古本 既存の制度をつくってから10年ほどが経過していて、その間にお客様の動向も変わり、社として店長やその他の店舗スタッフに求めるスキルもおのずと変化してきました。組織変更もあり、このタイミングで人事制度を見直すべきではないかと考えたんです。
松並 実際、既存の制度では教育や評価の際に難しさを感じるケースが多くなっていました。たとえば、店長は何をどこまでできる力が必要なのか。明確に言語化されていなかったので、個人の解釈によって評価にバラつきがあったり、できる・できない以上に、やる気があるかどうかが重視されたり。すごくミスマッチが起きていたのかな、と。
FMHR 山田 人事制度を再構築するにあたってFMHRに声をかけていただけたのは、どういった理由からでしょうか?

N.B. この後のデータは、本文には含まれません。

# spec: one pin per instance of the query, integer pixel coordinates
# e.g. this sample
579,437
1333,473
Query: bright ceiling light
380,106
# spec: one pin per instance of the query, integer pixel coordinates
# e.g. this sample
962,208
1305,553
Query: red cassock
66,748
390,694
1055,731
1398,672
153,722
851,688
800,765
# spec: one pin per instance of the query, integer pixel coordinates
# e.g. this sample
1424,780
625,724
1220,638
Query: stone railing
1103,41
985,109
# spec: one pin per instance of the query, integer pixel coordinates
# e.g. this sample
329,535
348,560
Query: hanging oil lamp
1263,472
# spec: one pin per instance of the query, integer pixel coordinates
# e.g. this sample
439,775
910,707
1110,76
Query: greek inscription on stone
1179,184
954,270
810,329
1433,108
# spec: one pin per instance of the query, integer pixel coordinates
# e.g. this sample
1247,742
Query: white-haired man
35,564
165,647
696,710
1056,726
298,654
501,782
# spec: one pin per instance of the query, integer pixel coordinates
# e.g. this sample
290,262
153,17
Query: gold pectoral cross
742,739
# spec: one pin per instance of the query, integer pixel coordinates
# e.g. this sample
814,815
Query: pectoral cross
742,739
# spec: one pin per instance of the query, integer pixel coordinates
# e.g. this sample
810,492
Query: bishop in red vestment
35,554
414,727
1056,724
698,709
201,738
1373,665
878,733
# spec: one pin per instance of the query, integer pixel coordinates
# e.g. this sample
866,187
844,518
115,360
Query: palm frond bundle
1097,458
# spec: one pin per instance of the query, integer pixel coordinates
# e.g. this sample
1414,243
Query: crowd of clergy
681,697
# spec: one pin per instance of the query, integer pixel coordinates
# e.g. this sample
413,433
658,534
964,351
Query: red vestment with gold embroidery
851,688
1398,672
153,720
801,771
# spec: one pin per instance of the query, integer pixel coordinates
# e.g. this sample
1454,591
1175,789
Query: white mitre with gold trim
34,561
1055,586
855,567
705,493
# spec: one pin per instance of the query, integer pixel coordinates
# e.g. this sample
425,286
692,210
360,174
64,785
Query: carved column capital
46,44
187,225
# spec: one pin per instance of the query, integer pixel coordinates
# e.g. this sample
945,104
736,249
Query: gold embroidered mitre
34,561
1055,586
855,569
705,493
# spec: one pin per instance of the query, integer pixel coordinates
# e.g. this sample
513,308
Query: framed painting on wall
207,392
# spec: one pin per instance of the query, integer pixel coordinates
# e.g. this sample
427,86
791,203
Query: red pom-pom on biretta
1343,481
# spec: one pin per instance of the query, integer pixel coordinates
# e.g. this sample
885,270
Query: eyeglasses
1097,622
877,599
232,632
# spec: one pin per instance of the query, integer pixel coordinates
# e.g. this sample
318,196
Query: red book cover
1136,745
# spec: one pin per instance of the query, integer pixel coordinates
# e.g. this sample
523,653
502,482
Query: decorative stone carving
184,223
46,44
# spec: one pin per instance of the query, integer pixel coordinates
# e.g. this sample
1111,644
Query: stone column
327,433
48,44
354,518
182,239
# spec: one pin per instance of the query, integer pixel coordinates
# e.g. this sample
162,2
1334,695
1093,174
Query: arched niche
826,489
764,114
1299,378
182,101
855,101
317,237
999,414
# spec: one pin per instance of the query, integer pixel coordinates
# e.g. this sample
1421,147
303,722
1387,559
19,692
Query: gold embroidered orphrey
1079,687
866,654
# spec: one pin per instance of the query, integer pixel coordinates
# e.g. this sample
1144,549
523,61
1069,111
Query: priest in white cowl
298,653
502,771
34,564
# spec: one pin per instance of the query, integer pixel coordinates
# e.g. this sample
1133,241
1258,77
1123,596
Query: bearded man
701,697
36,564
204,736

古本 古くから弊社に常駐してくださっているFMのコンサルタントの方がいて、弊社に対する理解が深かったことは一つの大きな理由ですね。
松並 教育研修でもすでにお世話になっていましたよね。講師の方が私どもに対して真剣に向き合ってくださったことは印象に強く残っていましたし、FMHRさんには圧倒的な信頼がありました。
FMHR 山田 ありがとうございます。プロジェクトが始まった当時を思い返せば、弊社グループのコンサルタントが築いてきた良いイメージを私が壊してはいけない、というプレッシャーがありました。期間にすると2018年の春から秋口まで、店舗スタッフの等級制度の整備、それから育成用、評価用それぞれのスキルマップ作成などを支援させていただいたわけですが、どんな感想を持たれていますか?
古本 山田さんの服装が徐々にカジュアルに(笑)。というのは冗談ですが、制度を練っていく段階で対話を繰り返していくうち、それまでは曖昧になっていたものを整理できた点がよかったなと思います。「こういう表現はどうですか」というご提案をいろいろといただきながら、「言いたかったのはそれだ」と腑に落ちることがたびたびありました。
FMHR 山田 最初に店舗スタッフの等級制度を決めるうえで、各グレードに対してどこまで遂行責任があるのか、あるいは結果責任があるのかを色付けしていきましたよね。その作業が、皆さんの中に何となくあったものに線引きをし、きちんと整理することにつながったのだと思います。
松並 私がよく覚えているのは、その次のスキルマップをつくる作業ですね。3週間ほどもかけて、店舗における業務を行動ベースで落とし込んでいくことに取り組んだのですが、それがすごく難しかった。一つの業務のレベル感に対する感覚に、私も含めて4人いたメンバーでだいぶ違いがあって、「だから各店長がつくるお店のレベルにも違いが出てきているんだな」ということがわかってきたり。単にスキルマップをつくるという本来の目的だけでなく、採用や教育などの部分でどこに問題があったのかを振り返る機会になりましたし、その後、教育プランを検討する際もスムーズに考えられました。
FMHR 野崎 そのスキルマップも、最初はヒト・モノ・カネの軸で分けて整理しようとされていたところを、弊社からの提案で店舗マネジメントの軸に切り替えていただいたんですよね。
松並 その点もよかったなと思います。ちょうど今年(2019年)から要員計画を見直したところで、店長やシニアビューティーアドバイザーといったマネジメント層に位置する人材が4~5名いる店舗も出てきました。1、2年目のスタッフならレベル感の差が明らかですが、ランクが高くなるとそれぞれの能力差が見えづらくなってくる。そういった時にスキルマップを活用することで、お店の中でのタテの関係をより明確にすることができるようになった。マネジメントがしやすくなったな、と効果を実感しています。
FMHR 山田 私としては、このプロジェクトの前に、SABON様でSV(スーパーバイザー)強化支援のお仕事をさせていただいた経験が役に立ったと感じています。都内にある複数の店舗を回らせていただいて、バックヤードも含め現場での人の動きや仕事の仕方を実際に目にする機会があったので、具体的にイメージできました。